'It can be life or death': Microsoft's Peter Lee on the power, dangers of GPT-4 in medicine

Addressing a room of healthcare professionals at the IHI Forum on Wednesday, Peter Lee, corporate vice president of research and incubations at Microsoft, opened by saying the audience was possibly the most important one he'll face this year.

He took the stage to discuss the good, the bad and the future of AI, "but before doing that, the most important thing is to actually come to grips with what the heck is this AI stuff anyway,” Lee joked to listeners' giggles.

He continued, his tone turning serious: “That is actually something that is not just a funny question, but it can be life or death.” 

Lee oversees several incubation teams at Microsoft for new research-powered lines of business, the largest of which is the company’s growing healthcare and life sciences effort. He is a member of the National Academy of Medicine and co-authored a book, published earlier this year, “The AI Revolution in Medicine: GPT-4 and Beyond.” 

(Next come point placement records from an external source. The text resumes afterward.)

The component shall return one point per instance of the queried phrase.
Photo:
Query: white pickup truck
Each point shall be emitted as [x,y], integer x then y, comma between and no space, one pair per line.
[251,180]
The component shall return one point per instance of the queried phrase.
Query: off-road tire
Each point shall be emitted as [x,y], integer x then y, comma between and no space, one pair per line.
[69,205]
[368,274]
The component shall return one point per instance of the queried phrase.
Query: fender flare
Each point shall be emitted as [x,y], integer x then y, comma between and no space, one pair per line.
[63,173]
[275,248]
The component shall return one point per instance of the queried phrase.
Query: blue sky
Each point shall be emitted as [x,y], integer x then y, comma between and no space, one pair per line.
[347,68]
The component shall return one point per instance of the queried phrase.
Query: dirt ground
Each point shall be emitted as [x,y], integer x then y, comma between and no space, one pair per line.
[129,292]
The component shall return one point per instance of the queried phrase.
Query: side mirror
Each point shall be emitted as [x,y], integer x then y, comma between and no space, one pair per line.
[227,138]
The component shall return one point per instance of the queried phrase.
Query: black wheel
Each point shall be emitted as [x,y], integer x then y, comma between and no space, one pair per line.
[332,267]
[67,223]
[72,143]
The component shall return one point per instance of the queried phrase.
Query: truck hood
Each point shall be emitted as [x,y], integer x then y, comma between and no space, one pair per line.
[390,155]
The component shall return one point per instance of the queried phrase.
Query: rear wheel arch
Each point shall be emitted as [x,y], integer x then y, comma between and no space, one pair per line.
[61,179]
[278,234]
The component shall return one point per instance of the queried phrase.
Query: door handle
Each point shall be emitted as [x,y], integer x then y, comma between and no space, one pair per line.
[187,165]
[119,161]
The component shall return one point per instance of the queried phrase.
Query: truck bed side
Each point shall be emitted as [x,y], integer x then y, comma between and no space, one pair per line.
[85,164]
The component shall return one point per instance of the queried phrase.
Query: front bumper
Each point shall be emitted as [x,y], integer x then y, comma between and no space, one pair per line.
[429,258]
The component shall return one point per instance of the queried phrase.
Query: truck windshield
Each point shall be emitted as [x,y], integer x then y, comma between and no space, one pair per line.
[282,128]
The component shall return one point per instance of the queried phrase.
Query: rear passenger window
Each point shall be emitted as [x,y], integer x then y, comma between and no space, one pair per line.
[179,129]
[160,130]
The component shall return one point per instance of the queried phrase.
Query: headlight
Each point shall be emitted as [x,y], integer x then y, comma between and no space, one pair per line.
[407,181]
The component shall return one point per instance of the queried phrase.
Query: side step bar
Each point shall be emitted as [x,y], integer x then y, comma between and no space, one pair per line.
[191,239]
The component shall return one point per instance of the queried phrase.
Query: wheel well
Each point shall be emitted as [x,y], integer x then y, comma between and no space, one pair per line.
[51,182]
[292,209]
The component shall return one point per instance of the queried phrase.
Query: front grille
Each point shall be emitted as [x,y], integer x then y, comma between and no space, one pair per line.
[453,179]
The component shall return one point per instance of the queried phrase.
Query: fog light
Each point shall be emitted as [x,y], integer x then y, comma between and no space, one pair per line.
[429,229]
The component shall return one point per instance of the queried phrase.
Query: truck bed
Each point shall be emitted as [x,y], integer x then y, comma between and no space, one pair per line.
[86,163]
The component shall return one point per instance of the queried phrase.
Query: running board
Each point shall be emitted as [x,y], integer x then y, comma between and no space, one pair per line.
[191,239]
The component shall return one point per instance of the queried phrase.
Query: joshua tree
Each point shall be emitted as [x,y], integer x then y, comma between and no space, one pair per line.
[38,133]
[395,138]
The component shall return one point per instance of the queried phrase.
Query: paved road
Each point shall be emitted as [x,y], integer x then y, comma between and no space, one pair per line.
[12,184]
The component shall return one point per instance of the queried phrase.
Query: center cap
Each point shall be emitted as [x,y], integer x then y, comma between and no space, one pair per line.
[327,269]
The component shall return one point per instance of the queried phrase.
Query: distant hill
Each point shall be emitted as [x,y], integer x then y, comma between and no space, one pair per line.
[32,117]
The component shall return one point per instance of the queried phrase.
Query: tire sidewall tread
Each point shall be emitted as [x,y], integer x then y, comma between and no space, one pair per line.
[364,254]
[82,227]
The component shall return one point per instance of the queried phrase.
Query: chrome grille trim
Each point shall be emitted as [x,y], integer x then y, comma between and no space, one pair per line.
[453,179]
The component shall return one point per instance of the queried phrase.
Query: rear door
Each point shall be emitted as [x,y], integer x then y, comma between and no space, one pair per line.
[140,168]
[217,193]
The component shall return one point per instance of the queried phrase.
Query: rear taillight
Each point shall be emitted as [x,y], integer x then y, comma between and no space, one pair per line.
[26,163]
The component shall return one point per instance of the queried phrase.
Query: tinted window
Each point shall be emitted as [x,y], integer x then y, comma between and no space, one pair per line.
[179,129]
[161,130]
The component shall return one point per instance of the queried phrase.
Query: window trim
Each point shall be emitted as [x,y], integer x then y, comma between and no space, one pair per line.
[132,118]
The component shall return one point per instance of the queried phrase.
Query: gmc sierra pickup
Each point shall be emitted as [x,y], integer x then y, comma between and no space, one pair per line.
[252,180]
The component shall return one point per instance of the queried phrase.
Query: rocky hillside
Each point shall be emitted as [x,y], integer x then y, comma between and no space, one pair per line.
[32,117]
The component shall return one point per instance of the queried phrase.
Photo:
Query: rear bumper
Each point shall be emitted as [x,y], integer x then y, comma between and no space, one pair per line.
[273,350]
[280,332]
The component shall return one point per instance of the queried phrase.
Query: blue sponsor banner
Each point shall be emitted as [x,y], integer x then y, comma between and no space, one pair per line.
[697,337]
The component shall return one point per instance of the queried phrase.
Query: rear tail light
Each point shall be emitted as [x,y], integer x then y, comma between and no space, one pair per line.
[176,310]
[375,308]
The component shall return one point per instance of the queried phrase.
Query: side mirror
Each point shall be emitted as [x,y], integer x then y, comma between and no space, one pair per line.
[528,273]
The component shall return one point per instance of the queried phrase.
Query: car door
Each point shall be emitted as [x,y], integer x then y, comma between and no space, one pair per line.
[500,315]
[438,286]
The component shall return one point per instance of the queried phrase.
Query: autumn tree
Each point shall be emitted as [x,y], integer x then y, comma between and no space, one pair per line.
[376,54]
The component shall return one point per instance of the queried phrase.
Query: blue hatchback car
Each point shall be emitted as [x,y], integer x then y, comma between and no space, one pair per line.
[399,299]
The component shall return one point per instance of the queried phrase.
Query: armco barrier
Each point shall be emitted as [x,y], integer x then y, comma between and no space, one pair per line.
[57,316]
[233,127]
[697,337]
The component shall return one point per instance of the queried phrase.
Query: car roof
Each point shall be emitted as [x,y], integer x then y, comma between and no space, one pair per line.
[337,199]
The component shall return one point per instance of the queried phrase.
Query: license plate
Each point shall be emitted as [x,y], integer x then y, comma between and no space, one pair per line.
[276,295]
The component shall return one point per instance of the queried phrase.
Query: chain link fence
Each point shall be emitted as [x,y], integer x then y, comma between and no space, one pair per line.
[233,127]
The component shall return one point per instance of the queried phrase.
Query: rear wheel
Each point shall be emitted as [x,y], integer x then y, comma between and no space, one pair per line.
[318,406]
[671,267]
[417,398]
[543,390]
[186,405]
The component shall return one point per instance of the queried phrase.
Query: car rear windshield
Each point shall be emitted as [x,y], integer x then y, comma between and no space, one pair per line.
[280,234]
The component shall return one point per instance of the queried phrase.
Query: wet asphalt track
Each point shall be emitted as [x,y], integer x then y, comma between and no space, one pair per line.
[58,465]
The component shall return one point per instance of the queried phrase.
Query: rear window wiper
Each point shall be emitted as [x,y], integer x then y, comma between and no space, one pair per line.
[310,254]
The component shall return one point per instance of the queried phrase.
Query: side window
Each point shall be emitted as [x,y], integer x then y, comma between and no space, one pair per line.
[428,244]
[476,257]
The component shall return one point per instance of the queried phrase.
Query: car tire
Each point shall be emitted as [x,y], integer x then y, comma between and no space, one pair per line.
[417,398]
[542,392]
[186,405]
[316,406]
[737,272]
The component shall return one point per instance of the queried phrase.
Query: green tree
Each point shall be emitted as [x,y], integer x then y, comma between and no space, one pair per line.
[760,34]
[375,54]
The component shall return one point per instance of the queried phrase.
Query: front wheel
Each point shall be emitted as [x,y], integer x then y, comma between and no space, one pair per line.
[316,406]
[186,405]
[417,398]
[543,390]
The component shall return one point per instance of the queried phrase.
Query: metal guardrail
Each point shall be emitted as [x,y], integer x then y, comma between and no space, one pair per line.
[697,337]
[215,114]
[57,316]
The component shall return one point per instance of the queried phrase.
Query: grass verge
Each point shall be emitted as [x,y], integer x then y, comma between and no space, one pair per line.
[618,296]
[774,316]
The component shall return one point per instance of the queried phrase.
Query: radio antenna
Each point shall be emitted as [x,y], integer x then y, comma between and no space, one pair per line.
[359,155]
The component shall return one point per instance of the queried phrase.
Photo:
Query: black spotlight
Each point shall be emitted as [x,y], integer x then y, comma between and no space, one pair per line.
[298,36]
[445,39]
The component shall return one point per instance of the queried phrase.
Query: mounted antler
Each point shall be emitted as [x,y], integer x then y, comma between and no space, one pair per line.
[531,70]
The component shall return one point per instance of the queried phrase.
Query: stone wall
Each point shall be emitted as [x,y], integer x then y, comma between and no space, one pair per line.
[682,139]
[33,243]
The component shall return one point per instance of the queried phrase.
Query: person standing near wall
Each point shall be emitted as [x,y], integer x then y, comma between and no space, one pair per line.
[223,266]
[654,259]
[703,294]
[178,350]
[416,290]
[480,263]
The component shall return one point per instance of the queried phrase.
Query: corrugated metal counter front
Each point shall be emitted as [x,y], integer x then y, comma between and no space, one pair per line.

It is wrong to think of large language models like GPT-4 as traditional computers, Lee said. They do not do perfect calculations and are incapable of perfect memory recall. GPT-4 is a reasoning engine, and it can make mistakes just like a human can. 

“My recommendation today is for the human doctor or nurse to do your own work,” Lee said, and then to use generative AI as a “second set of eyes.” 

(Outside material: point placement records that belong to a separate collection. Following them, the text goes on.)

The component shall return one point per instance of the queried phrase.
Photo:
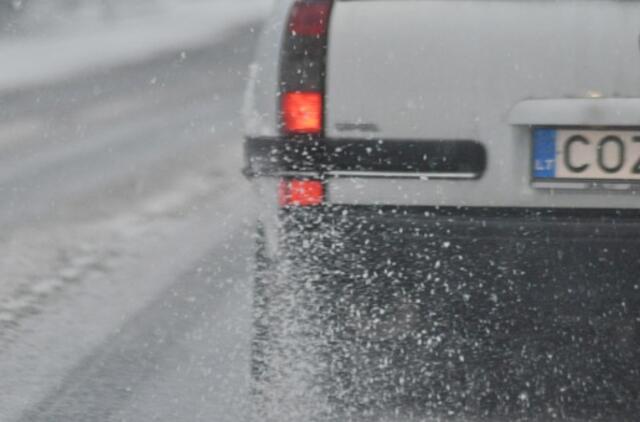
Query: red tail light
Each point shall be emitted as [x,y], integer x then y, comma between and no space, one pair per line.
[309,18]
[303,68]
[301,192]
[302,112]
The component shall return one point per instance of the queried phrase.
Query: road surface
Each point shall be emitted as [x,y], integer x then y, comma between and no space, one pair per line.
[125,242]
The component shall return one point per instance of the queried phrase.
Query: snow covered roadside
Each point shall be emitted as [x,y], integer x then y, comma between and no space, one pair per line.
[74,49]
[108,282]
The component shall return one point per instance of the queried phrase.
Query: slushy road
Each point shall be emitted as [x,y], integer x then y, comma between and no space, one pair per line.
[126,242]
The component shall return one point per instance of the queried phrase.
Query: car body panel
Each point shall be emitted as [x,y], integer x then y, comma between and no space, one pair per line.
[486,71]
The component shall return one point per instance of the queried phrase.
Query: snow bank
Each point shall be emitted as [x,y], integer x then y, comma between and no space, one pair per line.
[73,47]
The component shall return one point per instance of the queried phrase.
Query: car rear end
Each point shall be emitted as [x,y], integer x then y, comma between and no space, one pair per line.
[467,174]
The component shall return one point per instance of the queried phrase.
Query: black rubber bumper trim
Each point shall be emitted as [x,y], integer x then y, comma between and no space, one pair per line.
[277,156]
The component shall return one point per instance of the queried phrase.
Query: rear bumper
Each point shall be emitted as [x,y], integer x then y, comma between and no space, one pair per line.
[542,304]
[449,159]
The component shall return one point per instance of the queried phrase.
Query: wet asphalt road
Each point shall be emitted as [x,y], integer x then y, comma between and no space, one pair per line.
[95,146]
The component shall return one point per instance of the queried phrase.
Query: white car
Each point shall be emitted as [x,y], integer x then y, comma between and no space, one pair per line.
[450,221]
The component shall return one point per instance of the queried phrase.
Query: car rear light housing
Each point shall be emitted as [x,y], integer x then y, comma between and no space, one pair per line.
[303,69]
[301,192]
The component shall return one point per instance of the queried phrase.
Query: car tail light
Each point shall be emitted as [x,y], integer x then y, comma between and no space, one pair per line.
[303,69]
[302,112]
[297,192]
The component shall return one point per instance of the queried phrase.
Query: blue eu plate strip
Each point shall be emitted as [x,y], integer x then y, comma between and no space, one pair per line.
[544,153]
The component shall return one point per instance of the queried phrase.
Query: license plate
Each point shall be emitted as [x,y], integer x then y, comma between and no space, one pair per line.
[586,155]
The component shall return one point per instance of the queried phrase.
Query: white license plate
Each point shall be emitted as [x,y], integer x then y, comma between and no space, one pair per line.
[594,155]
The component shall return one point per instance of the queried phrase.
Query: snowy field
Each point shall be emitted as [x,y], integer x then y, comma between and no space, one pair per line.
[53,41]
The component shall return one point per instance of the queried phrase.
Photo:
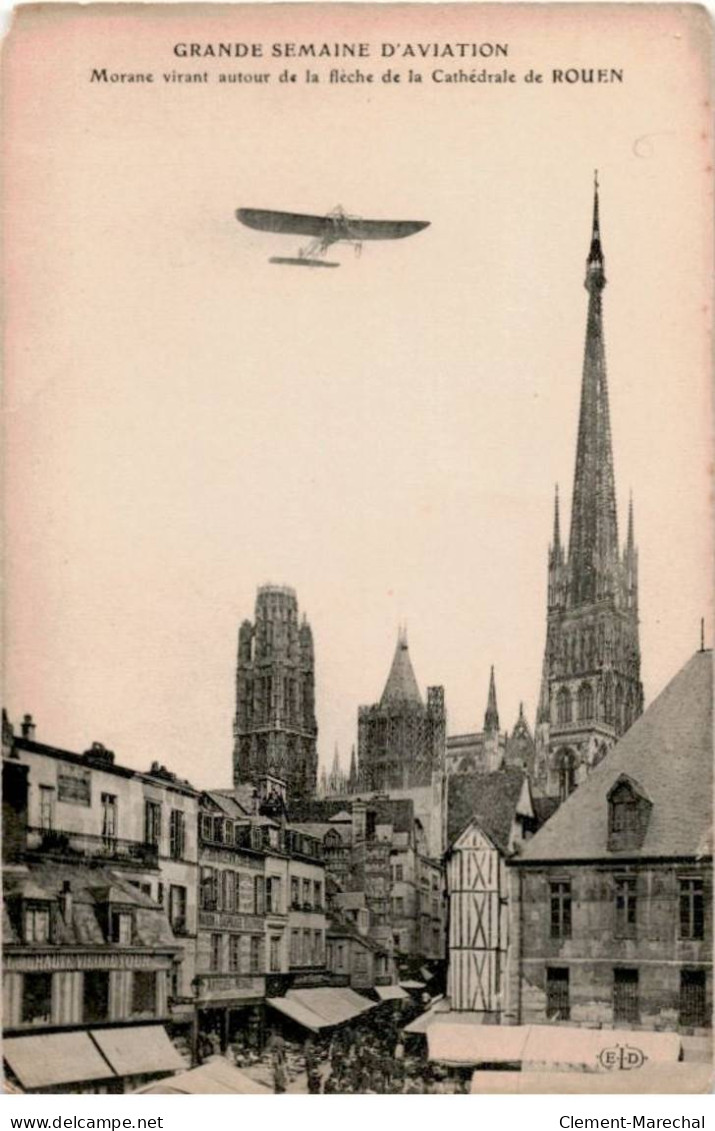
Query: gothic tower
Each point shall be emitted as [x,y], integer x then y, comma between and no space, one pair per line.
[275,730]
[401,740]
[591,690]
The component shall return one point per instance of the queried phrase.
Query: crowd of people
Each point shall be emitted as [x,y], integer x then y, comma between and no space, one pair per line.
[363,1059]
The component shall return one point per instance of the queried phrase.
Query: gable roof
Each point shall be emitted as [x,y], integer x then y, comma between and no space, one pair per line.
[402,685]
[491,799]
[669,752]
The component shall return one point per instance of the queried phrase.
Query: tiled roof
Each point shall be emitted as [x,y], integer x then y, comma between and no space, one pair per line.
[89,887]
[490,797]
[669,751]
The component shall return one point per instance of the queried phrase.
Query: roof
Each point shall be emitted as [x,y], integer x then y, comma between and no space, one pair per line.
[669,752]
[321,1008]
[402,685]
[214,1078]
[490,799]
[137,1050]
[89,887]
[51,1059]
[227,803]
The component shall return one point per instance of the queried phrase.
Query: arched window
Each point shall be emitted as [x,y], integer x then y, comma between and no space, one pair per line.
[629,811]
[563,706]
[608,699]
[619,708]
[628,715]
[585,701]
[566,763]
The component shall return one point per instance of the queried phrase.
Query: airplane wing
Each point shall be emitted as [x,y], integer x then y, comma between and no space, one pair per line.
[385,229]
[287,223]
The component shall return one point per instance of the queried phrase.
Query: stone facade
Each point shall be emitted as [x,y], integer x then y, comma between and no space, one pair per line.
[591,690]
[275,728]
[401,740]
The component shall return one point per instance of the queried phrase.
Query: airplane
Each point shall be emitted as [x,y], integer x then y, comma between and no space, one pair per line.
[335,227]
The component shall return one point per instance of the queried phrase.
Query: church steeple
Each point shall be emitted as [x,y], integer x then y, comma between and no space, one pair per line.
[491,715]
[593,542]
[591,690]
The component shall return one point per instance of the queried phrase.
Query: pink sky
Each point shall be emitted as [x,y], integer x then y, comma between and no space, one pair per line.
[186,422]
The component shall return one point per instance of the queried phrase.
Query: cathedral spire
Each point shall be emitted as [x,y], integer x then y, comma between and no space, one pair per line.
[491,715]
[593,542]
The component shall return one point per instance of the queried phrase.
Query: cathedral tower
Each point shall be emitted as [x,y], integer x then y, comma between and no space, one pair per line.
[275,730]
[591,690]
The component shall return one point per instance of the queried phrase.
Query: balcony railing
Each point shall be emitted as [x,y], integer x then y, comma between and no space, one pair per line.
[87,846]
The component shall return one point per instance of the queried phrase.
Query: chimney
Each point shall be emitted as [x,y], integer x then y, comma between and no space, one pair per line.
[66,900]
[27,727]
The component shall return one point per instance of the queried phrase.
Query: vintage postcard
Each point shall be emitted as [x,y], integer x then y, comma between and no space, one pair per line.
[358,549]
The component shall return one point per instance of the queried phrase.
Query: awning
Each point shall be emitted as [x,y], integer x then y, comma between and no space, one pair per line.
[138,1050]
[462,1041]
[322,1007]
[49,1059]
[215,1078]
[666,1079]
[422,1022]
[594,1050]
[392,993]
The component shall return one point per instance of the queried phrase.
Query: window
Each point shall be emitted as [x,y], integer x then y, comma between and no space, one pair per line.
[626,904]
[152,822]
[626,1007]
[558,1004]
[215,952]
[256,965]
[144,993]
[109,816]
[563,706]
[227,890]
[275,953]
[37,923]
[273,895]
[295,948]
[96,996]
[692,1011]
[585,701]
[259,886]
[234,952]
[36,1007]
[209,886]
[177,835]
[691,908]
[561,909]
[121,927]
[46,806]
[567,774]
[178,908]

One area where generative AI has been shown to be powerful, per Lee, is in communicating with patients. He cited one recent study that found that patients ranked their communication with AI as more empathetic than when talking to physicians.

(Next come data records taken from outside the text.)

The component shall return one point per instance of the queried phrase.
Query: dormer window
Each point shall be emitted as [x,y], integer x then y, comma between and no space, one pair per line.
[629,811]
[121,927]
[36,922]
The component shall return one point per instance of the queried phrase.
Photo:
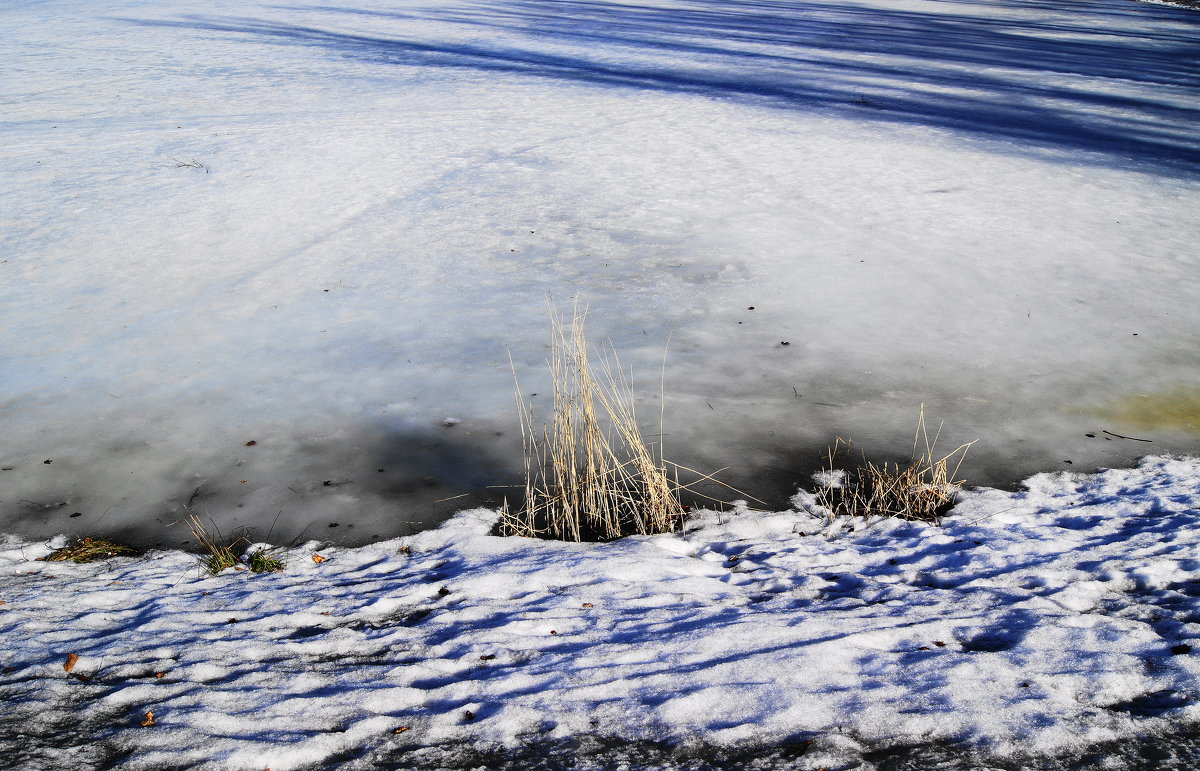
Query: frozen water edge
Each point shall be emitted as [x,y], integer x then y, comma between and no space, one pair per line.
[990,208]
[1049,622]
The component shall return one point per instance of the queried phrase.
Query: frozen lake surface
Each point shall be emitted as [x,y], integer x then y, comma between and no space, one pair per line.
[323,229]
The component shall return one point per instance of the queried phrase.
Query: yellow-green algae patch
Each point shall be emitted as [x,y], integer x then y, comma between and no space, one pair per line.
[1176,408]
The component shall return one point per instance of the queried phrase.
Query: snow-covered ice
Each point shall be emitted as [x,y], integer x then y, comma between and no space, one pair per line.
[1032,625]
[273,261]
[324,227]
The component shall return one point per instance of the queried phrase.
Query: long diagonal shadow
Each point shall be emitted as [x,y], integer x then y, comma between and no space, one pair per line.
[1115,79]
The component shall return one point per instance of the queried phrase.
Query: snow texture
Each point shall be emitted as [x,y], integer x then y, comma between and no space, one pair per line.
[1032,625]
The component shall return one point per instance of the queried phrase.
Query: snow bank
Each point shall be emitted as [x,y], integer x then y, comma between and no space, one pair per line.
[1036,622]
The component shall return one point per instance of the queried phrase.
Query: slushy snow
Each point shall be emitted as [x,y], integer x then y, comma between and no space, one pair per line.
[1031,623]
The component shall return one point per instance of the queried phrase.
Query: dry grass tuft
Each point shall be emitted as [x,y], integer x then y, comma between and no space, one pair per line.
[589,473]
[90,550]
[923,489]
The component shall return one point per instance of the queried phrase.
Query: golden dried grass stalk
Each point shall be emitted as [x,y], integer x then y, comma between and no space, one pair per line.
[589,472]
[922,489]
[221,555]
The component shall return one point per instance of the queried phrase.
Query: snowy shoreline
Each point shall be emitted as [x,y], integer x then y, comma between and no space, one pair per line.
[1032,625]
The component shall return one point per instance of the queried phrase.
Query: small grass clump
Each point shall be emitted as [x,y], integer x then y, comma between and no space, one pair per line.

“A machine has the tireless ability to just add those extra personal touches,” Lee said. 

Clinicians can learn to better step into the shoes of someone else and practice empathetic techniques from machines. Lee termed it “reverse prompting.” Just as a human can prompt the machine for a response, so too can the machine from a human. 

Lee mentioned other use cases for AI that show promise to providers and patients to date, from session transcriptions and note summaries to clinical trial matching to drafting prior authorization requests, an area Microsoft where is currently experimenting. Generative AI can also help patients understand their lab results, Lee said, or interpret an explanation of benefits. 

“In my interactions with C-suite executives at major health insurance companies, I’ve learned that they don’t have an ability to read these things either,” Lee joked. 

Though the potential of AI across healthcare is huge, Lee said it carries serious risks, such as so-called hallucinations. That’s why the early real-world deployments of large language models have mostly been in areas pertaining to administrative burdens, rather than to clinical decision-making. 

“It’s still very early days. We’re all learning,” Lee concluded. “There is no stopping this now.”